The doctor clears his throat, appearing somewhat uncomfortable. His glasses have once again fallen down the bridge of his nose. The once sympathetic gaze in his eyes has been replaced by grave concern. He clears his throat in an attempt to gather his emotions. Pushing his glasses back up with his thumb, he leans forward, his tone reassuringly gentle. “Go on, Mariah... What happens when he gets upset?”

I remember the first time I told him I didn’t want to see Mary Jane. She’s a very high maintenance girl, and I just didn’t have the necessary funds to handle her kind of date. I swear to God, I thought he was going to burst out of my skull and rip my throat out. So, as usual, I ended up giving in. That’s how things always are. He gets really upset when I don’t want to do what he wants. He doesn’t like any kind of hesitation. He says it makes him question whether or not I trust him. And that if I don’t trust him, he might just leave. I can always hear the smirk in his voice when he says that. He knows he won’t leave. He knows I won’t let him leave. He knows I need him. God, that sounds so weird, even to me. I need him... The very thought makes me cringe.
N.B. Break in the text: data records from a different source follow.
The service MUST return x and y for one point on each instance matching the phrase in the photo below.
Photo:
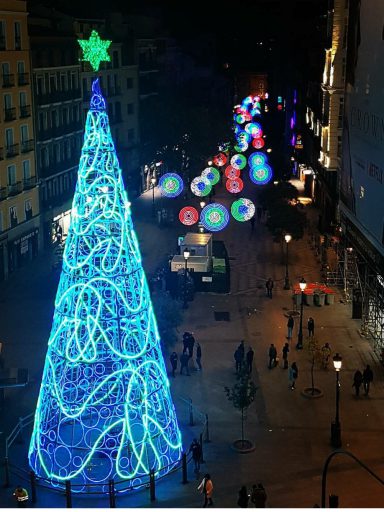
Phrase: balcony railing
(23, 78)
(25, 111)
(15, 188)
(8, 80)
(27, 145)
(29, 183)
(11, 151)
(10, 114)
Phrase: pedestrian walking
(206, 488)
(367, 379)
(285, 356)
(292, 375)
(21, 496)
(357, 381)
(311, 327)
(184, 358)
(272, 353)
(173, 358)
(290, 324)
(195, 449)
(249, 359)
(243, 498)
(198, 356)
(258, 495)
(269, 287)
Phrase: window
(26, 170)
(17, 35)
(11, 172)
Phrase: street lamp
(186, 255)
(153, 182)
(287, 239)
(335, 425)
(303, 285)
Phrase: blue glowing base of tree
(104, 410)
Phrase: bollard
(6, 471)
(207, 440)
(68, 494)
(112, 496)
(184, 468)
(190, 413)
(202, 461)
(32, 478)
(152, 489)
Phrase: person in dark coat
(285, 355)
(173, 359)
(290, 324)
(311, 327)
(272, 356)
(249, 359)
(357, 381)
(367, 379)
(243, 497)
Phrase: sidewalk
(291, 433)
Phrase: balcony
(23, 79)
(8, 81)
(25, 111)
(15, 188)
(29, 183)
(10, 114)
(11, 150)
(27, 146)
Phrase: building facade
(19, 200)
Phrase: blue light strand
(104, 409)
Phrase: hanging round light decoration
(234, 186)
(253, 129)
(257, 159)
(188, 215)
(243, 209)
(220, 159)
(214, 217)
(171, 184)
(201, 186)
(258, 143)
(212, 174)
(261, 175)
(238, 161)
(232, 173)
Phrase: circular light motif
(261, 175)
(241, 146)
(188, 215)
(232, 173)
(257, 159)
(254, 129)
(201, 186)
(243, 209)
(171, 184)
(220, 159)
(238, 161)
(235, 186)
(214, 217)
(258, 143)
(212, 174)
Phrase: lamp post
(335, 425)
(186, 255)
(303, 285)
(287, 239)
(153, 182)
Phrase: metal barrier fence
(35, 482)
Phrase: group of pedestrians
(242, 358)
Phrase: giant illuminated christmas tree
(104, 410)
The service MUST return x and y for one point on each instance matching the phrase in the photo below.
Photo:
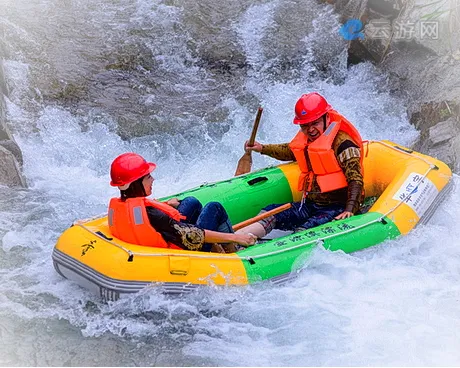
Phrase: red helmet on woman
(310, 107)
(127, 168)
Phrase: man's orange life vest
(324, 164)
(128, 221)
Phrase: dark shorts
(307, 216)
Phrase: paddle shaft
(245, 162)
(255, 127)
(272, 212)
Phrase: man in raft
(329, 152)
(173, 224)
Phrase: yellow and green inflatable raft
(403, 188)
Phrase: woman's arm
(217, 237)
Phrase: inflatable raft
(403, 188)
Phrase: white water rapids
(395, 304)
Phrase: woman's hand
(173, 202)
(246, 240)
(343, 215)
(256, 147)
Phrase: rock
(10, 173)
(10, 153)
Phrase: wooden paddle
(272, 212)
(245, 162)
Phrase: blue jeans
(210, 217)
(310, 215)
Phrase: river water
(179, 82)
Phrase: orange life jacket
(324, 164)
(128, 221)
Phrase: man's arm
(349, 157)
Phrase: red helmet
(127, 168)
(310, 107)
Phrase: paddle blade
(244, 164)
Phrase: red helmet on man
(129, 167)
(310, 107)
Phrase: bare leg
(256, 228)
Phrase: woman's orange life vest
(128, 221)
(324, 164)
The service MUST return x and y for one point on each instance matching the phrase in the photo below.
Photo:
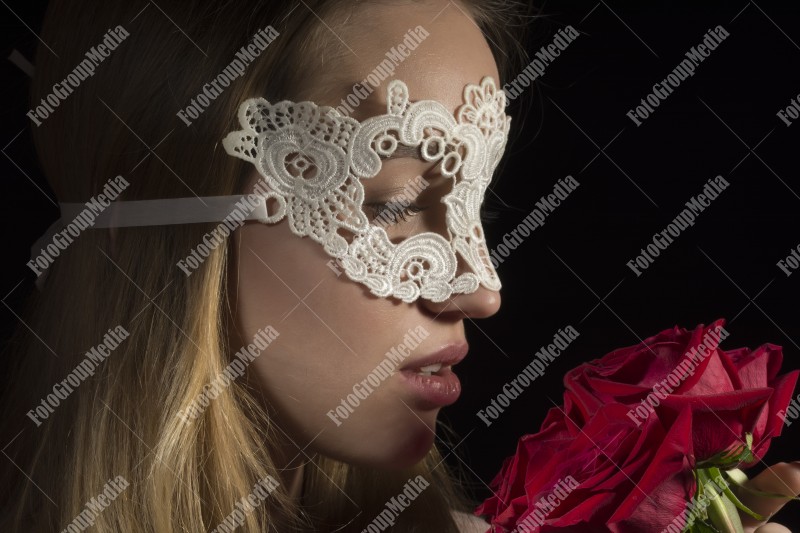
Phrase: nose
(482, 303)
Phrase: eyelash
(487, 214)
(409, 211)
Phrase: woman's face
(332, 332)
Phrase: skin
(333, 332)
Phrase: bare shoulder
(468, 523)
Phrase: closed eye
(391, 212)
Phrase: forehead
(449, 53)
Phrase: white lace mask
(313, 160)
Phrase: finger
(772, 527)
(781, 478)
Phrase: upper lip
(448, 355)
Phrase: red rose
(609, 475)
(599, 464)
(730, 393)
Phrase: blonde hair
(123, 419)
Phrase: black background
(633, 182)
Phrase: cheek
(326, 343)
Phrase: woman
(252, 377)
(188, 445)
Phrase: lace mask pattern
(313, 159)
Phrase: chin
(398, 449)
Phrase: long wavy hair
(122, 420)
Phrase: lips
(431, 380)
(450, 355)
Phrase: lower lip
(436, 390)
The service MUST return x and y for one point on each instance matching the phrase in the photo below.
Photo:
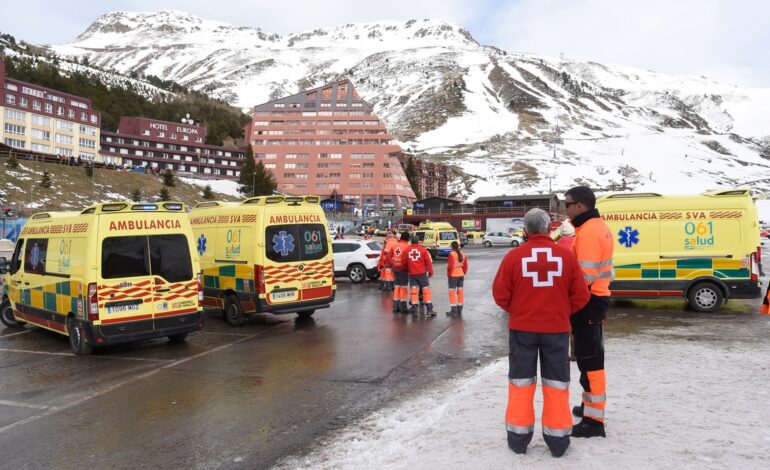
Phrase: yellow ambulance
(113, 273)
(437, 237)
(704, 247)
(265, 254)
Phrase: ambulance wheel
(305, 314)
(705, 297)
(6, 315)
(77, 338)
(177, 338)
(357, 273)
(234, 312)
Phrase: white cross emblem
(544, 269)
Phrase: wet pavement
(244, 397)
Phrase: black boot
(577, 411)
(588, 428)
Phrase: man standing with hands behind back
(594, 247)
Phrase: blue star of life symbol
(628, 237)
(283, 243)
(202, 244)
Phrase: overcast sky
(725, 40)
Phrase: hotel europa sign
(161, 126)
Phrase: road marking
(130, 380)
(51, 353)
(14, 334)
(22, 404)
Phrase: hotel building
(43, 120)
(328, 140)
(170, 146)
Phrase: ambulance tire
(77, 338)
(234, 312)
(305, 314)
(705, 297)
(6, 315)
(357, 273)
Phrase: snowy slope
(510, 123)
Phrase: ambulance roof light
(208, 204)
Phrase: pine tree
(12, 162)
(45, 181)
(411, 176)
(246, 178)
(208, 194)
(265, 181)
(164, 195)
(168, 178)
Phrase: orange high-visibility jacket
(594, 247)
(455, 268)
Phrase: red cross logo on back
(542, 267)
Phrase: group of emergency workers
(406, 268)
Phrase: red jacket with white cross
(540, 285)
(417, 260)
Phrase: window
(35, 256)
(14, 129)
(64, 125)
(40, 135)
(15, 114)
(63, 139)
(296, 242)
(14, 143)
(41, 120)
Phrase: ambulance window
(124, 257)
(16, 259)
(34, 255)
(170, 257)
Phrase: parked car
(356, 259)
(501, 238)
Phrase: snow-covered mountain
(512, 123)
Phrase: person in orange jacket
(420, 268)
(765, 308)
(540, 285)
(457, 267)
(594, 244)
(400, 275)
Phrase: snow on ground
(763, 207)
(220, 186)
(672, 403)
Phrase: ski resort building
(329, 141)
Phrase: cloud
(721, 39)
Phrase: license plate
(288, 295)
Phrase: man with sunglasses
(593, 246)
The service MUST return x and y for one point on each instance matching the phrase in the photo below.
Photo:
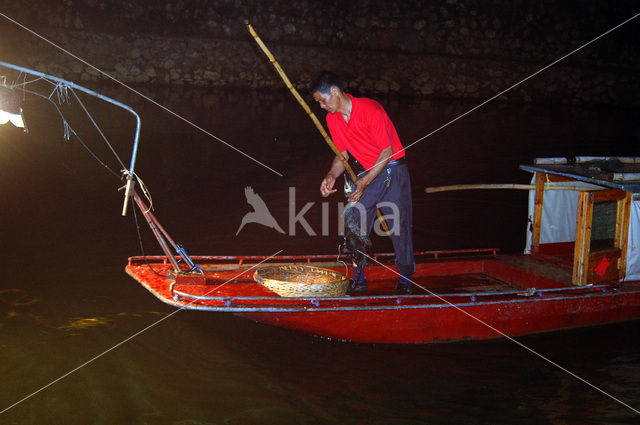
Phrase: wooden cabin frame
(589, 265)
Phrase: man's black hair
(324, 81)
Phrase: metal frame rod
(106, 99)
(157, 232)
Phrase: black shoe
(356, 289)
(403, 288)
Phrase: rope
(68, 130)
(98, 129)
(144, 256)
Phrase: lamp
(10, 109)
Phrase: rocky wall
(441, 49)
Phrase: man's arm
(337, 168)
(384, 157)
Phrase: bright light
(10, 109)
(16, 119)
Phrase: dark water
(64, 297)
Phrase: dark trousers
(390, 191)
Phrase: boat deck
(479, 274)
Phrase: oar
(309, 112)
(506, 186)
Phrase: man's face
(328, 102)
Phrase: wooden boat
(591, 279)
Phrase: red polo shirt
(368, 132)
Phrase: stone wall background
(434, 49)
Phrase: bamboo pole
(302, 102)
(505, 186)
(310, 113)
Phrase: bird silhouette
(260, 213)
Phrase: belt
(395, 162)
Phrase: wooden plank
(583, 239)
(557, 178)
(609, 195)
(622, 227)
(541, 179)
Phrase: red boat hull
(446, 323)
(481, 297)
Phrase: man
(360, 127)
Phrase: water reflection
(65, 246)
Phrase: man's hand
(360, 186)
(326, 187)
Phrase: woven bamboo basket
(302, 281)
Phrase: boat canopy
(599, 219)
(615, 172)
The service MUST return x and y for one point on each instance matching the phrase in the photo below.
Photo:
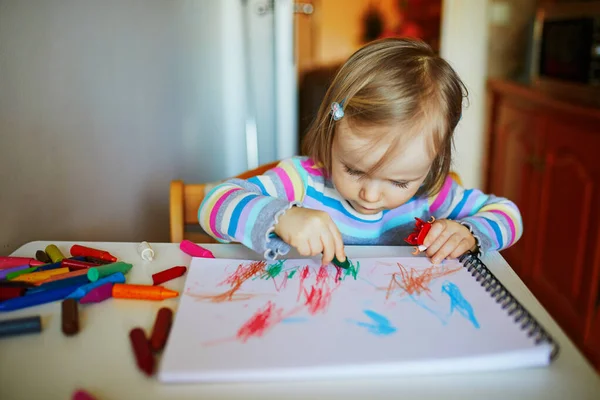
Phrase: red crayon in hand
(77, 250)
(168, 274)
(141, 350)
(194, 250)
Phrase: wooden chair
(184, 201)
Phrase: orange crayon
(142, 292)
(61, 276)
(35, 277)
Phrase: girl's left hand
(448, 238)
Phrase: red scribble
(263, 320)
(242, 273)
(416, 281)
(318, 299)
(303, 275)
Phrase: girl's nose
(370, 192)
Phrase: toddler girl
(377, 155)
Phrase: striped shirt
(247, 211)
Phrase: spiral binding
(508, 302)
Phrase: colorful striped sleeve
(246, 211)
(495, 222)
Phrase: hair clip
(337, 111)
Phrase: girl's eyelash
(402, 185)
(353, 171)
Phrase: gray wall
(102, 103)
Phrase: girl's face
(354, 153)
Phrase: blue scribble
(380, 325)
(459, 303)
(293, 320)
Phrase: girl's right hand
(311, 232)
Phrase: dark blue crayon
(19, 326)
(47, 296)
(46, 267)
(74, 281)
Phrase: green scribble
(352, 270)
(273, 270)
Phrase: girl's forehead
(406, 156)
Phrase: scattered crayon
(54, 253)
(70, 317)
(26, 285)
(12, 275)
(11, 292)
(161, 329)
(4, 272)
(117, 277)
(98, 294)
(168, 274)
(42, 256)
(59, 277)
(342, 264)
(8, 262)
(57, 284)
(194, 250)
(141, 351)
(101, 271)
(142, 292)
(75, 265)
(40, 276)
(77, 250)
(35, 299)
(19, 326)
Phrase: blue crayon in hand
(117, 277)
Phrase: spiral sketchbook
(294, 319)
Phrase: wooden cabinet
(545, 156)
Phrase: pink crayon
(98, 294)
(82, 395)
(9, 262)
(194, 250)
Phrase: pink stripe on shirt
(216, 208)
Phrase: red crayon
(168, 274)
(11, 292)
(161, 329)
(77, 250)
(141, 351)
(75, 265)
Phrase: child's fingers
(446, 249)
(338, 243)
(462, 248)
(328, 248)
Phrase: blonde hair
(393, 81)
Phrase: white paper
(293, 319)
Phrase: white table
(99, 359)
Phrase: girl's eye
(401, 185)
(353, 172)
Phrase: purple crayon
(98, 294)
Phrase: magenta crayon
(194, 250)
(8, 262)
(6, 271)
(98, 294)
(168, 274)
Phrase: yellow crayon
(34, 277)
I never needed him before. But I do now. I need him the way I need oxygen in my lungs. He makes me forget things. Bad things. When he’s around, I don’t think about being abandoned by my parents. I don’t think about all the friends I’ve lost. I don’t think about the fake friends I still have. I don’t think about how f*ed up the world is. I don’t think about the life I wish I had. I don’t think about the people I’m hurting, or the people that have hurt me. The only thing on my mind is how I’m feeling. I know that sounds selfish, but I promise it’s not. Everyone deserves to be happy, right? He makes everything feel okay, even if only for a fleeting moment. And that’s what I really need. I need to feel okay. Not good. Not great. Not euphoric. Just...okay.

I would give anything to feel okay again. Hell, I’ve practically given everything already. But I don’t mind so much anymore. As long as he’s there for me, I don’t have to mind. Worrying is beyond me. He takes care of everything. I’ll never understand why people think he’s hurting me. Everyone’s always telling me I shouldn’t let him take control. My friends, my family, even the school counselor... They say he’s trying to kill me. Isn’t that something? The one who protects me from the darkness, from myself, wants nothing more than to take my life. Ridiculous, right? But I guess it doesn’t really matter. I don’t trust anyone else anyway.

“And why is that?”

She looks at him, exasperation evident. It is obvious she has heard this question more than her fair share of times. Her gaze hardens along with her words.

He says they want him to leave me, and that means they want me to be unhappy. Why would anyone in their right mind trust someone who wanted them to be unhappy? I don’t know. I just don’t get it. They all think I’ve lost my mind. But I haven’t. I may have changed my path in life. I may have embraced my inner demon. I may have given everything I have to chase away all trace of emotion. But I’m not crazy. You have to believe me. I’m not crazy.


The author's comments:
This piece was inspired by a personal situation involving someone very dear to me. The 'demons' are not physical beings, but entities I created to represent depression and addiction. I wrote this piece in the hopes of getting people to better understand the realities and dangers involved with both of these diseases, as well as in an attempt to alleviate some of my own stress.